GitHub repository data retrieval

As a huge repository of source code and software-development–related data, GitHub is a natural subject for research scientists to study. However, GitHub is by no means a pre-prepared dataset that one can just download and start playing with. As with most real-life systems, data must be extracted and it’s not all that easy.

There are four basic methods of retrieving data, especially metadata, from repositories hosted on GitHub. One can use the GitHub RESTful API, as indicated at the GitHub developer website. Alternatively, one can clone individual repositories and use the git toolchain to extract information that way. There is also a periodically updated collection of metadata from GitHub projects known as GHTorrent that one can download and analyze. One can also scrape the GitHub website. This short tutorial will cover the first three methods, give an example of their usage, and explain the pros and cons of all of them.

GitHub API

The first and correct method is to use the GitHub RESTful API. The API allows a programmer to issue queries requesting specific data. Through queries one can limit the requested data to only the subset one needs. For instance, one can request only the commit history of a repo without downloading anything else. One can also issue queries searching through the entirety of the service rather than single repos.

The API method comes with some serious drawbacks though. First, it is designed to aid app developers rather than to provide data for research. Thus, the API employs pagination. That is, a query returning more than 30 items will split the result into chunks and these chunks will have to be retrieved separately by individual queries. The number of items per page can be adjusted in some queries, but does not exceed 100. Thus, in order to retrieve the commit history of a repo such as torvalds/linux one needs to issue more than 8000 requests.

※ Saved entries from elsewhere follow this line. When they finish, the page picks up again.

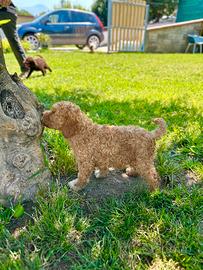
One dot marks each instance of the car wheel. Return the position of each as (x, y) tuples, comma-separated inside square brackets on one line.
[(93, 41), (81, 47), (33, 41)]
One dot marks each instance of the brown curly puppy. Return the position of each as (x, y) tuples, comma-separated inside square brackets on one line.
[(102, 146)]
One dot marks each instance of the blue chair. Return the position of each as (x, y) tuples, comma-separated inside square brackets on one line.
[(194, 40)]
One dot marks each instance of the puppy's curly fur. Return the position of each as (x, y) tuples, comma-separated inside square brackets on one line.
[(102, 146)]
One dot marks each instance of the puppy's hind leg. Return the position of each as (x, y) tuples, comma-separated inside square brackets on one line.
[(85, 170), (149, 173)]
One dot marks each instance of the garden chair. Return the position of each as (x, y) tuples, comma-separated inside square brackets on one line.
[(194, 40)]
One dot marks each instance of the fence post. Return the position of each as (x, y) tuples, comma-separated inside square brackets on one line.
[(145, 26)]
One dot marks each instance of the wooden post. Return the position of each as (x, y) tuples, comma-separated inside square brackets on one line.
[(21, 160)]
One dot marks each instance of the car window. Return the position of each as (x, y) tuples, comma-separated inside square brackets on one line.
[(58, 17), (82, 17)]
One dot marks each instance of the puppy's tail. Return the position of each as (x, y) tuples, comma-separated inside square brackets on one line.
[(161, 130)]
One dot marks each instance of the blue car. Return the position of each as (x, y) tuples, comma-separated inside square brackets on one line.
[(65, 27)]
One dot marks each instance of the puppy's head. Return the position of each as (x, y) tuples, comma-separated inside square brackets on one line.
[(29, 62), (63, 116)]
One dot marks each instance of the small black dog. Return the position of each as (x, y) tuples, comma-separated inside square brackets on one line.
[(36, 64)]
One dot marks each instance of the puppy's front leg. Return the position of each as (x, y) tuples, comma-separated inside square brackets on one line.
[(85, 170)]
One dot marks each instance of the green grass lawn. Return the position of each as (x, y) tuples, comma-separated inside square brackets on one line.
[(159, 230)]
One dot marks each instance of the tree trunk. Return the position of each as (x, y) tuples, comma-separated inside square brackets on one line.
[(22, 168)]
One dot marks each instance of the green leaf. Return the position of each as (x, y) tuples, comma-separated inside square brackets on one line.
[(4, 22), (18, 211)]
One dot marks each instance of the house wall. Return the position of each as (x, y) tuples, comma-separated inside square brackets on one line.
[(171, 38), (189, 10)]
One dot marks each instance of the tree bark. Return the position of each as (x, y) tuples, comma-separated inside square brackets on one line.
[(22, 167)]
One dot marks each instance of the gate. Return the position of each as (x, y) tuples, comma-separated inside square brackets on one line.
[(127, 23)]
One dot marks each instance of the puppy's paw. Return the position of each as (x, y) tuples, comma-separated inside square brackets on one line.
[(73, 185)]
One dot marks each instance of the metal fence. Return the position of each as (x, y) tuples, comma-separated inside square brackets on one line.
[(127, 23)]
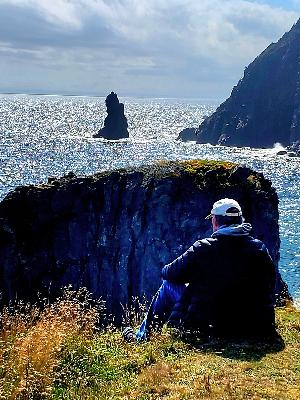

The problem is compounded by the number of requests an individual user is allowed to issue. GitHub is rate limited: an anonymous user can issue up to 60 requests per hour, while an authenticated user can issue up to 5000. If the limit is exceeded, the API returns 403 errors instead of results. This means that the aforementioned torvalds/linux commit history will take no less than close to two hours to download (by a single user).

Usage

Given that the API is a RESTful interface, it is implemented using HTTP and returns results in the form of JSON structures. This means that it can be accessed using just about any programming language, as well as with commandline tools like curl. The documentation at developer.github.com provides detailed examples using curl. This tutorial will concentrate on using the API in the R language.

Installing packages

In order to run HTTP queries in R one needs to install httr and httpuv. The tutorial also makes use of stringr for string processing.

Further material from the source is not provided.